Psychologues de l’Éducation nationale, enseignants, Onisep, associations, coachs privés, etc. Au fil des années, de nouveaux acteurs se sont ajoutés à ceux déjà existants. Une prolifération qui a conduit à une difficile communication entre eux et à un accompagnement disparate des élèves.

Le système français est caricatural. On réforme, mais bien souvent, on ne va pas au bout et on finit par se retrouver avec des couches successives d’acteurs. (H. Davi, député LFI)

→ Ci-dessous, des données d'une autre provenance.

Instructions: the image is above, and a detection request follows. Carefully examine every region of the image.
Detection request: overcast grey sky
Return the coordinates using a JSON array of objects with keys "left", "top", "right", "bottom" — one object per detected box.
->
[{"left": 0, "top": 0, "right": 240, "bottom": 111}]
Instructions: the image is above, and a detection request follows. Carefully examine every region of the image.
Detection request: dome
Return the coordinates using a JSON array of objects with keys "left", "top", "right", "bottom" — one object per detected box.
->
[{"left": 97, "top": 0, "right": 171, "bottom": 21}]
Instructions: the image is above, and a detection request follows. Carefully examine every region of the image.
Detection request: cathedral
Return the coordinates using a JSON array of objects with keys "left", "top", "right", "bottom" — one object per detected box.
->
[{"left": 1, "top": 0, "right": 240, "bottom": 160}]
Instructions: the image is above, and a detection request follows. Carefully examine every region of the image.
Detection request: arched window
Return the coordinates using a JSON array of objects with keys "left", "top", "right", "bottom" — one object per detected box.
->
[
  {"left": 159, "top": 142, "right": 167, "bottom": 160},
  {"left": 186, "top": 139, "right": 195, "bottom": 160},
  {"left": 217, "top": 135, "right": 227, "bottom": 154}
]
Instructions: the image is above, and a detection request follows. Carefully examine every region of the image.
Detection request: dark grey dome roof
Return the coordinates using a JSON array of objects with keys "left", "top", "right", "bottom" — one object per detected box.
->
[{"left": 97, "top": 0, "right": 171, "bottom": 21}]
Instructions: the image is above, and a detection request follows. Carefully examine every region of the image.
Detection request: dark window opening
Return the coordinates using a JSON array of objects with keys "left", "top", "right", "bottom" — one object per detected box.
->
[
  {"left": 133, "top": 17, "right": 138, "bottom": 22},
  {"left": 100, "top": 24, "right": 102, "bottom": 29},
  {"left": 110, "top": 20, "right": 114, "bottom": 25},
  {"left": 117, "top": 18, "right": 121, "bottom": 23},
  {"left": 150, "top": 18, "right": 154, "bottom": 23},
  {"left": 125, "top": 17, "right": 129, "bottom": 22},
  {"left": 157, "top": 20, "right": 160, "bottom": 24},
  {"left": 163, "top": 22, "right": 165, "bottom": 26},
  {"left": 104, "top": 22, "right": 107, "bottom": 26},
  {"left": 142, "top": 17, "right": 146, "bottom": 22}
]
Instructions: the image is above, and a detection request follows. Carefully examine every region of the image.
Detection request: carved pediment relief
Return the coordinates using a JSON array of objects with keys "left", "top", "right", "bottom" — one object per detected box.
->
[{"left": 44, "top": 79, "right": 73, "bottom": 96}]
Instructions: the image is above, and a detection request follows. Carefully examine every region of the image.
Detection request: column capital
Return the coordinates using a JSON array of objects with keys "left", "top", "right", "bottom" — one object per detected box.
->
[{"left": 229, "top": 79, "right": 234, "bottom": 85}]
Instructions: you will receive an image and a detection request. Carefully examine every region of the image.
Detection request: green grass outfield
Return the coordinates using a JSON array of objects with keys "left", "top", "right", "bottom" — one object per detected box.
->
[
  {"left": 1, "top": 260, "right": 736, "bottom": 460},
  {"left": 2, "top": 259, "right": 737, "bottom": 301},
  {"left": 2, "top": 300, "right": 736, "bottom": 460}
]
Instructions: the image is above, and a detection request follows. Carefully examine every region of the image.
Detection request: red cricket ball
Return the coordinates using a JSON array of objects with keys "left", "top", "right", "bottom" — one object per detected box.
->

"Le système français est caricatural. On réforme, mais bien souvent, on ne va pas au bout et on finit par se retrouver avec des couches successives d’acteurs", explique Hendrik Davi. Pour une meilleure coordination, les rapporteurs proposent la création d’un délégué interministériel dédié à l’orientation, car même si "le paysage va rester complexe, il faut clarifier le rôle de chacun".

Concrètement, il serait "chargé de la mise en œuvre de la politique publique en lien avec les régions. Il pilotera l’Onisep, ainsi que les différentes initiatives de l’État pour l’orientation", précise le rapport.

Former les enseignants pour un meilleur accompagnement

En matière d’orientation, les enseignants ont une place importante. Pour autant, le rapport signale des disparités dans l’accompagnement des élèves avec notamment l’inégale utilisation par les lycées des 54 heures dédiées à l’orientation.

Auditionné par les rapporteurs, Gilles Roussel, président de l’université Gustave Eiffel et président du Comité éthique et scientifique de Parcoursup, indique également que "les enseignants des lycées méconnaissent l’enseignement supérieur et son fonctionnement et l’accompagnement des élèves en pâtit".

Pour les accompagner au mieux, le rapport préconise d’intégrer les questions d’orientation au sein de la formation initiale des enseignants, mais aussi dans le cadre de modules de formation continue.

Augmenter les recrutements de psy-EN

Aux côtés des enseignants, les psychologues de l’Éducation nationale (psy-EN) jouent aussi un rôle primordial en matière d'orientation. Or, en France, on compte seulement un psy-EN pour 1.500 élèves.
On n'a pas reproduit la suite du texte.